Suffolk Transit
- Parent: Virginia Regional Transit
- Founded: 2012
- Locale: Suffolk, Virginia
- Service type: Fixed route bus service
- Annual ridership: 108,658 (2022)
- Fuel type: Diesel, electric
- Manager: Maria Ptakowski
- Website: www.suffolkva.us/429/Suffolk-Transit

= Suffolk Transit =

Public transit operator in Suffolk, Virginia

Suffolk Transit is the provider of bus service within Suffolk, Virginia. Suffolk Transit provides six bus routes with limited service on Saturday and no service on Sunday. Paratransit services are also provided. The company operates minibuses with a capacity of 19 passengers.

==History==
Suffolk, Virginia was served by Hampton Roads Transit (HRT) until around late 2011, when HRT stopped serving the area due to low ridership and monetary concerns. Suffolk Transit was opened on January 1, 2012, operated by the company Virginia Regional Transit. The service originally had two routes with ten bus stops, which by 2023 had grown to six bus routes 180 bus stops. Ridership in the first year was 24,662.

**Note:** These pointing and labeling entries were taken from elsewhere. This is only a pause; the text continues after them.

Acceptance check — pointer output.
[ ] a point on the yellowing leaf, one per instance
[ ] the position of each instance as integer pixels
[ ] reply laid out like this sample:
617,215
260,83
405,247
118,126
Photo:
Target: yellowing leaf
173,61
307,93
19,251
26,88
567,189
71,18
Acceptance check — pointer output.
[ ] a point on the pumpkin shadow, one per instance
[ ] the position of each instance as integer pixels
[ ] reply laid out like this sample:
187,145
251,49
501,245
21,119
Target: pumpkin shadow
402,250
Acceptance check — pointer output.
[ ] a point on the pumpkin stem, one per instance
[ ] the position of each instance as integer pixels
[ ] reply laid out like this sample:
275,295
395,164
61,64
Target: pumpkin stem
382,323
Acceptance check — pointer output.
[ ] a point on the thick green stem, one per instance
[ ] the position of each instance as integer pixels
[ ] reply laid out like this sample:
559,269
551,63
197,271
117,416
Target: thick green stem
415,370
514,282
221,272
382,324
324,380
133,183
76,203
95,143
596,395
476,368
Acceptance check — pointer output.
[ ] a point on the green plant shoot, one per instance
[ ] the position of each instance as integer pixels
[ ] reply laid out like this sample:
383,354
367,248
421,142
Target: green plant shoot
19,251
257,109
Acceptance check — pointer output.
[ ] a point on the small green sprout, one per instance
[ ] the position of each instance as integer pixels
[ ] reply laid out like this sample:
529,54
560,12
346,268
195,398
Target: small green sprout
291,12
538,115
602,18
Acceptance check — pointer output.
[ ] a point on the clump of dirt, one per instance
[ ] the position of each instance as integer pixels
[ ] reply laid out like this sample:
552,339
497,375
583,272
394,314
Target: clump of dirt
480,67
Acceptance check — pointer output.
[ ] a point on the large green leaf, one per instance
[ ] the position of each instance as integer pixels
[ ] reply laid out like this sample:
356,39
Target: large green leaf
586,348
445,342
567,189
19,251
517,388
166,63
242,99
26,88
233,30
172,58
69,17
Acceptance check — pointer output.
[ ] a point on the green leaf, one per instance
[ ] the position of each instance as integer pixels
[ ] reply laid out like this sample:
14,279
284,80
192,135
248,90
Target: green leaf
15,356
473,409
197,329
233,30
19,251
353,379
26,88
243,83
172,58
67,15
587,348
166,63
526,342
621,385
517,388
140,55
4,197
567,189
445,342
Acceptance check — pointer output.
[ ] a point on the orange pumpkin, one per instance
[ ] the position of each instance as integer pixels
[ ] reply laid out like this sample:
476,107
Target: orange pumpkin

In 2022, Suffolk Transit received a grant from the Department of Transportation to purchase two electric buses and charging stations. Ridership in 2022 was 108,658. The company has also been evaluating a commuter bus route to Windsor, Virginia pending funding and have a plan for a commuter bus route between the industrial park area in Suffolk and the Victory Crossing area in Portsmouth, Virginia. Suffolk Transit also plans to increase collaboration with other nearby bus operators, HRT and Williamsburg Area Transit Authority to increase access to transit in the area. HRT also operates an express bus route in the area that goes to the Amazon warehouse.

==Routes==
Suffolk Transit operates six routes:

- Green Route - Saratoga / Godwin Blvd
- Orange Route - White Marsh / East Washington
- Red Route - Magnolia Gardens / Pruden Blvd
- Yellow Route - Holland Rd / Paul D Camp
- Pink Route - Downtown / N. Suffolk Connector
- Purple Route - N. Suffolk Bridge Rd / College Dr.